Kendaraan umum yang lazim digunakan untuk berkunjung ke Pekalongan adalah semacam angkot berwarna oranye yang disebut 'kol mbatang-ngkalongan'.
Kendaraan ini berbentuk minibus Suzuki Carry atau Daihatsu Zebra. Pada tahun 1991-1993 (saat saya SMA) tarifnya kalau tidak salah Rp 300,- untuk umum dan Rp.150,- untuk pelajar. Jauh dekatnya jarak mempengaruhi besarnya tarif umum. Sekarang mungkin sekitar Rp.6000-an.
Rute kendaraan ini adalah Pasar Batang-Dracik-Watesalit-Jl.Jend. Sudirman (Pantura)-Posis-Poncol-'stanplat' Surogenen. Sebelumnya pernah juga melewati Jl.

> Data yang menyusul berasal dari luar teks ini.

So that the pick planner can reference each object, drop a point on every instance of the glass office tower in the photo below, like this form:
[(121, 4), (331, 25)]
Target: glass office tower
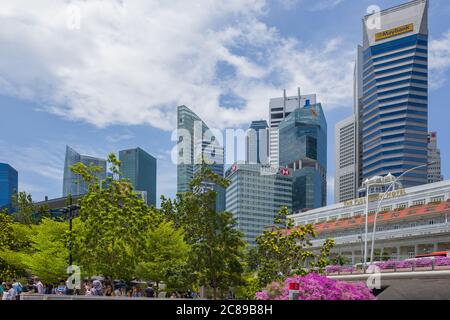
[(139, 168), (303, 149), (197, 144), (395, 93), (8, 186), (254, 198), (279, 109), (257, 143), (73, 184)]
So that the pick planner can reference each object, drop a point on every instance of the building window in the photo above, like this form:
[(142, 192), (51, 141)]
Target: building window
[(402, 205), (419, 202), (437, 199), (359, 213)]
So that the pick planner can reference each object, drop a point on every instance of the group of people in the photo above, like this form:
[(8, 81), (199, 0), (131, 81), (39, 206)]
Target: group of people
[(12, 290)]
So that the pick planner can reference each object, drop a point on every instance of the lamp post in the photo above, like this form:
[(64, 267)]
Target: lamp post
[(381, 200), (69, 210)]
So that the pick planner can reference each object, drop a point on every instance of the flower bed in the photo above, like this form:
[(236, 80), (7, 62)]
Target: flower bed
[(317, 287)]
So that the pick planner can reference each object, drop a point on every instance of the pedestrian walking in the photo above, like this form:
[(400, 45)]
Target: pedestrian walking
[(97, 289), (61, 289), (10, 293), (149, 292)]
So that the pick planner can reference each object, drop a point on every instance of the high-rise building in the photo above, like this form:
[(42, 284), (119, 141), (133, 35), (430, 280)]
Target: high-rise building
[(434, 159), (8, 186), (346, 173), (254, 198), (257, 143), (139, 168), (348, 143), (394, 108), (303, 149), (280, 108), (73, 184), (197, 144)]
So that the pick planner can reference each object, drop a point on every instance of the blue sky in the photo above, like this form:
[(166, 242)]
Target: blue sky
[(113, 81)]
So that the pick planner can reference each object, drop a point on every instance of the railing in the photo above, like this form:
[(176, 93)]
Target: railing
[(390, 234)]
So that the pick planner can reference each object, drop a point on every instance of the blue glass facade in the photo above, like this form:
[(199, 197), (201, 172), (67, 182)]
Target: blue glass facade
[(303, 148), (257, 143), (394, 106), (8, 186), (254, 198), (72, 183), (139, 168)]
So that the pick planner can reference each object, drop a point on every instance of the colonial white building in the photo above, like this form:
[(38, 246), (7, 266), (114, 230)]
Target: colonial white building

A.Yani (Sawahan) dan Jl.Wahid Hasyim (perempatan Tampangsono) sebelum rutenya diganti ke Watesalit-Kalisari. Rute baliknya melewati Alun-alun Batang dan jalur stasiun menuju belakang pasar.

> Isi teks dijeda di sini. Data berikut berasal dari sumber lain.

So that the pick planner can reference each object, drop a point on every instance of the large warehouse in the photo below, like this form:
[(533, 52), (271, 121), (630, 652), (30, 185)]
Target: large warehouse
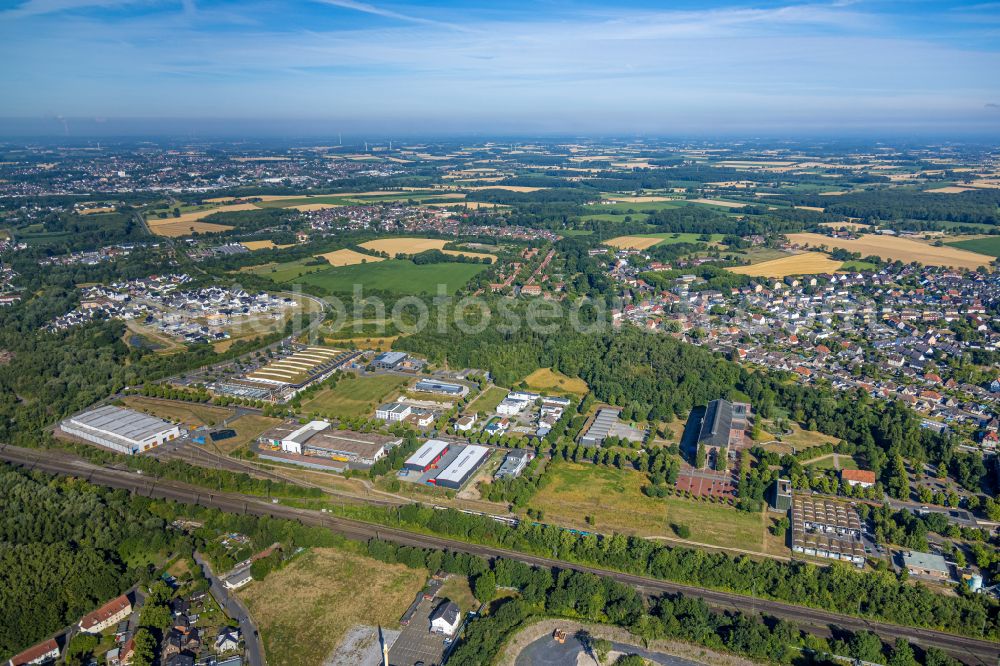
[(122, 430), (462, 468), (426, 456), (317, 439)]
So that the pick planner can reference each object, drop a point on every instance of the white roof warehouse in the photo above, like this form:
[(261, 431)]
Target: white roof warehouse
[(463, 467), (122, 430)]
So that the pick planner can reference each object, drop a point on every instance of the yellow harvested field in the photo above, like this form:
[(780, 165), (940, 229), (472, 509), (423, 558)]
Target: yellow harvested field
[(347, 257), (949, 190), (632, 242), (892, 248), (261, 245), (394, 246), (547, 379), (807, 263), (718, 202)]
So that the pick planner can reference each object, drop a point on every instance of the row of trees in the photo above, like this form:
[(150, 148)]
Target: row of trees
[(565, 593), (836, 588)]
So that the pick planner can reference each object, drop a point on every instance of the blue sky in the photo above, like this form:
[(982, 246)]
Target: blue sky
[(556, 66)]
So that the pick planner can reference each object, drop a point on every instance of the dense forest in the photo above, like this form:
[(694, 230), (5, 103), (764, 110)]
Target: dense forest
[(66, 547)]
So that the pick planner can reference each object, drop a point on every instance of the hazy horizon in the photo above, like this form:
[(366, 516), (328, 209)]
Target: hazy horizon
[(563, 67)]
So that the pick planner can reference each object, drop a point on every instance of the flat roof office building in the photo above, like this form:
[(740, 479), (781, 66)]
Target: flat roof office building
[(122, 430), (462, 468), (426, 456)]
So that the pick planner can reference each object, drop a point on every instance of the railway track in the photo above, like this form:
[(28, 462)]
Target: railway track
[(971, 651)]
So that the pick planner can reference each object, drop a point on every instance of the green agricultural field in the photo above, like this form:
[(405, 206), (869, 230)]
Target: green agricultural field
[(488, 400), (286, 271), (571, 491), (673, 239), (355, 397), (614, 217), (396, 276), (332, 199), (989, 245), (648, 206), (857, 266)]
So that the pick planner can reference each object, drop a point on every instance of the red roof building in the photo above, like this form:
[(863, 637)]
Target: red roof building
[(107, 615), (39, 654)]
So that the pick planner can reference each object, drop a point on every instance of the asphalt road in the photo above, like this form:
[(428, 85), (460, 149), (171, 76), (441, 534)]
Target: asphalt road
[(235, 608), (968, 650)]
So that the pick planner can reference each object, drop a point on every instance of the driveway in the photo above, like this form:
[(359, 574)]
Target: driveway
[(235, 608)]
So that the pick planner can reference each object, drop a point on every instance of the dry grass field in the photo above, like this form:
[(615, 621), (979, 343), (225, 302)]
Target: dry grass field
[(892, 248), (633, 242), (394, 246), (547, 379), (347, 257), (615, 500), (796, 264), (174, 229), (305, 609)]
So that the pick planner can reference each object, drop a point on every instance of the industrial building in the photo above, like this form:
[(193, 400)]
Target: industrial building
[(928, 565), (781, 495), (724, 425), (433, 386), (389, 360), (426, 456), (302, 368), (825, 528), (393, 411), (317, 439), (462, 468), (511, 407), (514, 464), (858, 477), (601, 427), (123, 430)]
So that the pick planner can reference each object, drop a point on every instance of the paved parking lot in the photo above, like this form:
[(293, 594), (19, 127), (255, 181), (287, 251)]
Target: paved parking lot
[(416, 643)]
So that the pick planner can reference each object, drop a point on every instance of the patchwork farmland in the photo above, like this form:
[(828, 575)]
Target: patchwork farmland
[(893, 248)]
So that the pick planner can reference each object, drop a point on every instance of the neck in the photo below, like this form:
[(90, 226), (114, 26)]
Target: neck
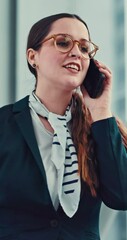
[(55, 101)]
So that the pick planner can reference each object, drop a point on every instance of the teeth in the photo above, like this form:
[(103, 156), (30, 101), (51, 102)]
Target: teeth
[(73, 66)]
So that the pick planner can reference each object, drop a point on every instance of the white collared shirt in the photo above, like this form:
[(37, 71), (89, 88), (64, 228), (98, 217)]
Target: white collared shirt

Konon sejak kredit motor begitu mudahnya kendaraan ini jadi kurang diminati, penghasilannya merosot dan jumlahnya pun berkurang. Dahulu supir selalu dibantu 'kenek' alias kernet, namun sekarang tidak.

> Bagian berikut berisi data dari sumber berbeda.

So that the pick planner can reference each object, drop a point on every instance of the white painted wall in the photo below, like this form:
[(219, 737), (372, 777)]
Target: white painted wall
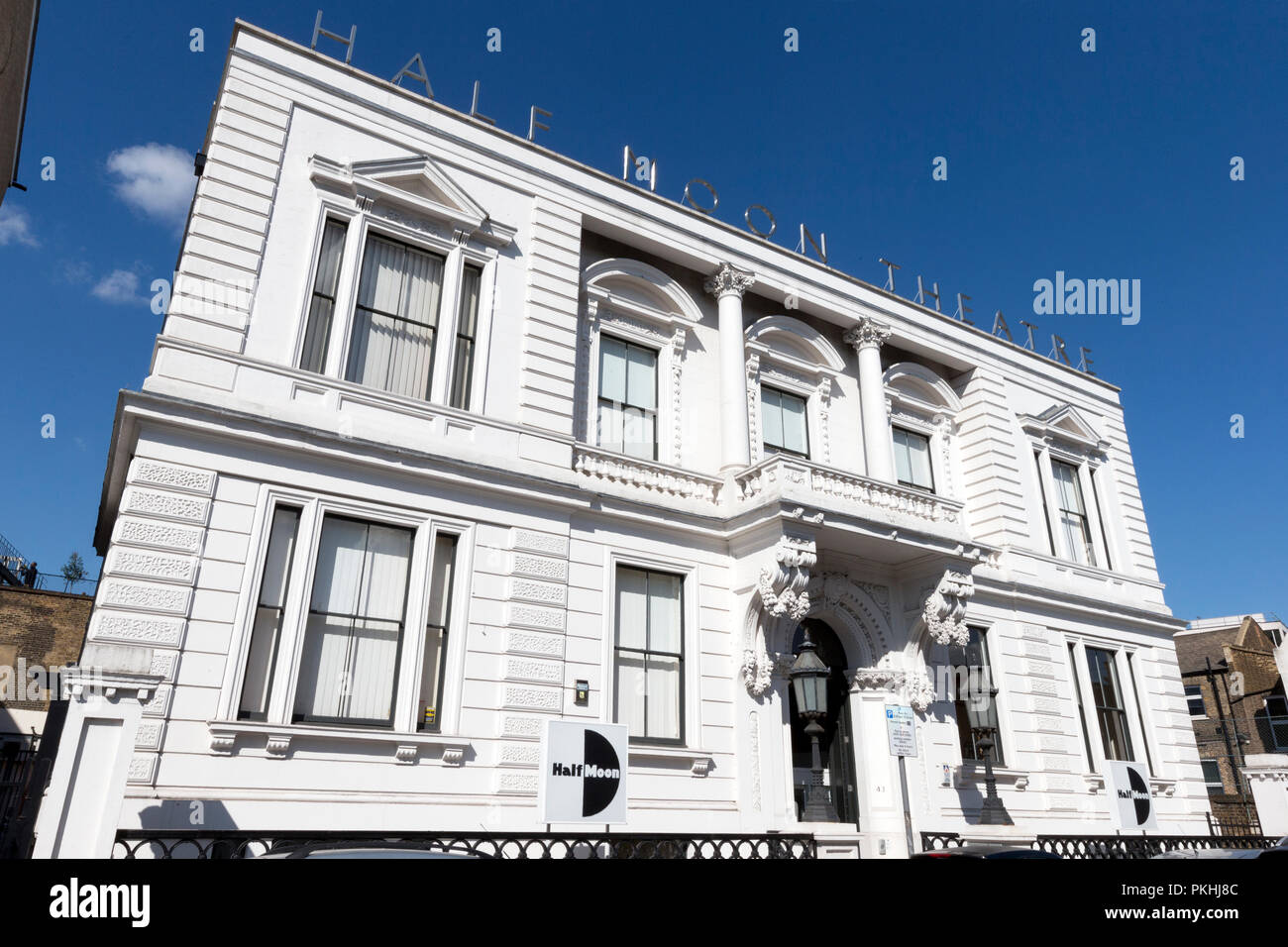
[(226, 420)]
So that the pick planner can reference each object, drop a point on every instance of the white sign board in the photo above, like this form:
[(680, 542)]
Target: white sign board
[(1131, 801), (902, 727), (584, 772)]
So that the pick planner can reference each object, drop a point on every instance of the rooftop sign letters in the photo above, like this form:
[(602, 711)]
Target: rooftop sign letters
[(702, 196)]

Pendahulu 'kol mbatang-ngkalongan' adalah kendaraan 'kol trunthung' yang digunakan sekitar tahun 1970-an. Disebut demikian karena mobil bermesin dua tak tersebut berbunyi "trung,thung,thung,thung". Kendaraan ini lebih kecil bila dibandingkan minibus sekarang dan pintu penumpang terletak di belakang. Bila mobil penuh beberapa penumpang terpaksa harus bergelantungan di pintu tersebut bersama kernet.
Almarhum ibu saya pernah bercerita bahwa sebelum ada 'kol', kendaraan yang dipakai masyarakat Batang untuk menuju Pekalongan adalah 'dokar' alias delman dan sepeda.